In the 2002 lecture, “The war against Iraq and America’s drive for world domination,” Comrade North described the economic goals of America’s global military offensive:

The aggressive policies of American imperialism produced the desired consequences: within the United States the living standards of the working class either stagnated or declined; within the so-called “Third World” there occurred a horrifying deterioration in the conditions of hundreds of millions of people. For the ruling class and the wealthiest sections of the upper-middle class, these policies produced benefits of which they could have only dreamed. Depressed wage levels within the United States, an inexhaustible supply of low-cost labor overseas, and the availability of cheap commodity prices, produced the ideal environment for the massive stock market boom of the 1990s (which, it should be recalled, began in the aftermath of the first Gulf War of 1991).

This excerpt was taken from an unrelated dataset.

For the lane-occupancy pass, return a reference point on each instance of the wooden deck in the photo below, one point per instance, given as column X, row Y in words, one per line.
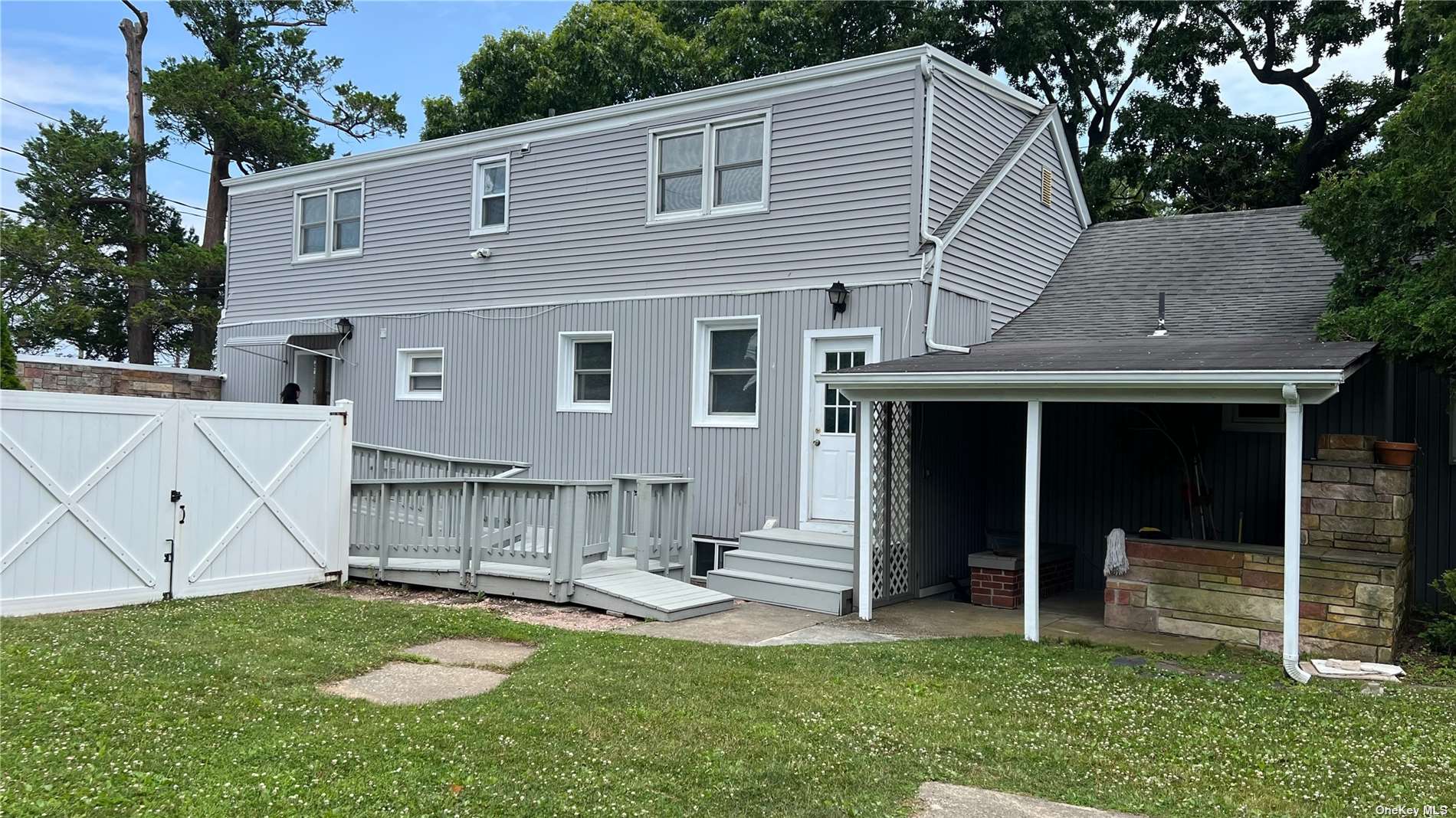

The economic stability of American capitalism and, with it, the vast fortunes accumulated by its ruling elite in the course of the speculative boom on Wall Street became dependent, or, one might say, addicted, to depressed wage levels in the United States and the continuing supply from overseas of cheap raw materials (especially oil) and low-cost labor.[10]

Comrade North developed these themes in his analysis of the US-NATO war in Yugoslavia:

The stock market boom has been fueled and sustained, above all, by the deflationary (or disinflationary) environment that has depended on the protracted decline of commodity prices for raw materials. The decline has not been simply the product of objective economic processes, but of ruthless policies pursued by the major imperialist powers to undermine the ability of ‘third world’ producers to raise commodity prices. The successful destruction of the pricing power of the OPEC oil cartel—in which the Gulf War of 1990-91 played a major role—is the most significant example of the relationship between the accumulation of wealth in the imperialist countries and the intensifying exploitation of the less-developed countries. Those in the advanced countries whose wealth is based on rising share values have benefited directly from this process.[11]

The report continued:

The social structure and class relations of all the major capitalist countries have been deeply affected by the stock market boom that began in the early 1980s. Perpetually rising share values, especially the explosion in market valuations since 1995, have given a significant section of the middle class—especially among the professional elite—access to a degree of wealth they could not have imagined at the outset of their careers. …

The reactionary, conformist and cynical intellectual climate that prevails in the United States and Europe—promoted by the media and adapted to by a largely servile and corrupted academic community—reflects the social outlook of a highly privileged stratum of the population that is not in the least interested in encouraging a critical examination of the economic and political bases of its newly-acquired riches.[12]

But while the eruption of American militarism proved to be a bonanza for America’s financial oligarchy and affluent sections of the upper-middle class, these wars have been a disaster not only for the countries subjected to US invasion, but for broad sections of the American population.

They have killed millions of people all over the world, destroyed entire societies, and involved the most horrific war crimes since the second world war. These wars led the institutionalization of torture, kidnapping, and illegal warrantless government spying.

In its report exposing the US torture of detainees at Abu Ghraib prison in Iraq, “60 Minutes” described the evidence of US war crimes:

Some pictures show Americans, men and women in military uniforms, posing with naked Iraqi prisoners. There are shots of the prisoners stacked in a pyramid, one with a slur written on his skin in English. In some, the male prisoners are positioned to simulate sex with each other… In most of the pictures, the Americans are laughing, posing, pointing, or giving the camera a thumbs-up.[13]

That video is just one piece of documentary evidence showing the criminality of and brutality of the wars launched by the United States in the name of the so-called “war on terror” and the eruption of US imperialism over the course of the past 40 years.